The agreement reached with Healey's office would allow the museum to dispose of all of the pieces it marked for sale last July. But the most acclaimed work in that group, Norman Rockwell's 1950 painting "Shuffleton's Barbershop," would be sold to a nonprofit museum and would be displayed for up to two years at the Norman Rockwell Museum in Stockbridge.
Lowy is scheduled to sit on the full SJC next week — a duty that could delay his response to the museum's petition, Stewart said.
"That could consume some time," she said. "When you're on the bench you're on the bench."
If Lowy opts to hold a hearing on the petition, the museum's legal team is expected to oppose allowing the plaintiffs who file amicus briefs to participate.
"There's been some objection put on the record," Stewart said.
However, the museum and Healey's office did not oppose the filing of the amicus briefs.
In a motion to the SJC on Feb. 20, attorney Nicholas O'Donnell indicated that his three clients — James and Kristin Hatt and Elizabeth Weinberg, all of Lenox — did not seek to win intervenor status. O'Donnell's brief was filed late in the day Monday.
O'Donnell wrote that his clients "propose to express their views about the instant petition as an amicus curiae to avoid delay of the question."
Another group of plaintiffs represented by attorney Michael Keating first asked Feb. 15 for Lowy's permission to file a brief either as intervenors or as a friend of court. But those plaintiffs later consulted with the museum and Attorney General's Office and agreed to go the "friend of the court" route.
Keating's clients had included three of Rockwell's sons, but they left the case last week, saying they had achieved their main goal of keeping "Shuffleton's Barbershop" in the public realm. The museum poised to buy the painting has not been identified.

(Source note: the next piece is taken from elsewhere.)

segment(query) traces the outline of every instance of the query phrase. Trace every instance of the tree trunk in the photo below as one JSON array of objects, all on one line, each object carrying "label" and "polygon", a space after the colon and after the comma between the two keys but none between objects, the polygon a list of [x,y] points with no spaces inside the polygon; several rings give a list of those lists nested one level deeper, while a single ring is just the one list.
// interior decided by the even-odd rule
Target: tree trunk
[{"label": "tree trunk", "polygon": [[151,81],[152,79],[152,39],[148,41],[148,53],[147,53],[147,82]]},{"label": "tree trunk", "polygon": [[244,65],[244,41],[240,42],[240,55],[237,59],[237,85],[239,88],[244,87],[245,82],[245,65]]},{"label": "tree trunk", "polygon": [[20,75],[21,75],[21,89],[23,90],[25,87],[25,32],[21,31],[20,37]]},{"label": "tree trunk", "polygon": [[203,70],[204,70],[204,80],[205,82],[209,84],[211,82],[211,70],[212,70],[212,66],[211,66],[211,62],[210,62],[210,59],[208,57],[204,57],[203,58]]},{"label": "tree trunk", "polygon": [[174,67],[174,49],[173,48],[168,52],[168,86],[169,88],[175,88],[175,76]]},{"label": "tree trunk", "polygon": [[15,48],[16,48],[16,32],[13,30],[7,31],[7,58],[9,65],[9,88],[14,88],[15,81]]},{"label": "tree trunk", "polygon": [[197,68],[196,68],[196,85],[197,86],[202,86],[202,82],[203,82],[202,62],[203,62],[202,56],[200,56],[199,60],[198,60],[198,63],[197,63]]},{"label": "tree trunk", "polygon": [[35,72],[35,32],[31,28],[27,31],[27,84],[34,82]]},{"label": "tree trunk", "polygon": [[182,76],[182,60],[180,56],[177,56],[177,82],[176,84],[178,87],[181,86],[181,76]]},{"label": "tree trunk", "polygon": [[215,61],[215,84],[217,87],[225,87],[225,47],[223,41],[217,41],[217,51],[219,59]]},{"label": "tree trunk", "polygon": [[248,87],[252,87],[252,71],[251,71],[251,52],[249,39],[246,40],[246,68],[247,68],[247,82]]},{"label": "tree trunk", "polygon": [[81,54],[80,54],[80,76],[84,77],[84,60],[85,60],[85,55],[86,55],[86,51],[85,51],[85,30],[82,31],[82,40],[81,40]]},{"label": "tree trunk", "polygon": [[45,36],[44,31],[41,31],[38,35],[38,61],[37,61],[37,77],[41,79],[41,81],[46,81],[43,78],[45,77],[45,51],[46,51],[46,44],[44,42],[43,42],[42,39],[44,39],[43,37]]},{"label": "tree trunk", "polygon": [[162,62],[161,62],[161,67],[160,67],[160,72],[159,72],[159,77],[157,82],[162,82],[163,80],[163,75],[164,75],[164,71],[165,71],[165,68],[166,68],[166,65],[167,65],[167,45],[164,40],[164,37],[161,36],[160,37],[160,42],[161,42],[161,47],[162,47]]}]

But other clients in Keating's lawsuit stayed in — artist Tom Patti, his company and four Berkshire County residents: Jonas Dovydenas, Jean Rousseau, James Lamme and Donald MacGillis. (MacGillis is chairman of The Berkshire Eagle's advisory board.)
While those plaintiffs agreed to file for amicus status, they held out for the right to speak at any hearing. Their brief acknowledged that the museum would oppose that.
"The Parties [the museum and AG] and the Original Plaintiffs further agree that the Original Plaintiffs have preserved all rights to request to participate and argue in any hearing in this matter, and the Parties have preserved all rights to object to any such request," the Feb. 21 brief says.
Meantime, plaintiffs represented by Keating's firm, Foley Hoag, have agreed to dismiss cases before the Berkshire Superior Court and the Appeals Court. Those dismissals were made "without prejudice," meaning the parties preserve the right to pursue further legal action.
O'Donnell's clients continue to pursue their case before the Appeals Court. They are fighting the Nov. 7 decision by Judge John A. Agostini of Berkshire Superior Court to deny them legal standing.
Arguments put forward in amicus briefs are designed to inform a court. The filings due Tuesday provide what is likely the last chance for art-sale opponents to influence the outcome of the case.
Unlike intervenor status, an amicus brief does not grant its filer any say over how the matter is argued before a court, according to the Legal Information Institute of Cornell Law School.
The plaintiffs in the Berkshire Museum case could have attempted to win the right to intervene by claiming that status is needed for them to protect their rights or interests.
In his filing, O'Donnell noted that the decision hinged in part on a wish "to avoid delay of the question."
That fight would have also increased legal costs on all sides.
In contrast, an intervenor generally holds a right of appeal (depending on the venue in which the matter is being heard) and the ability to litigate its side in court, according to the Cornell institute.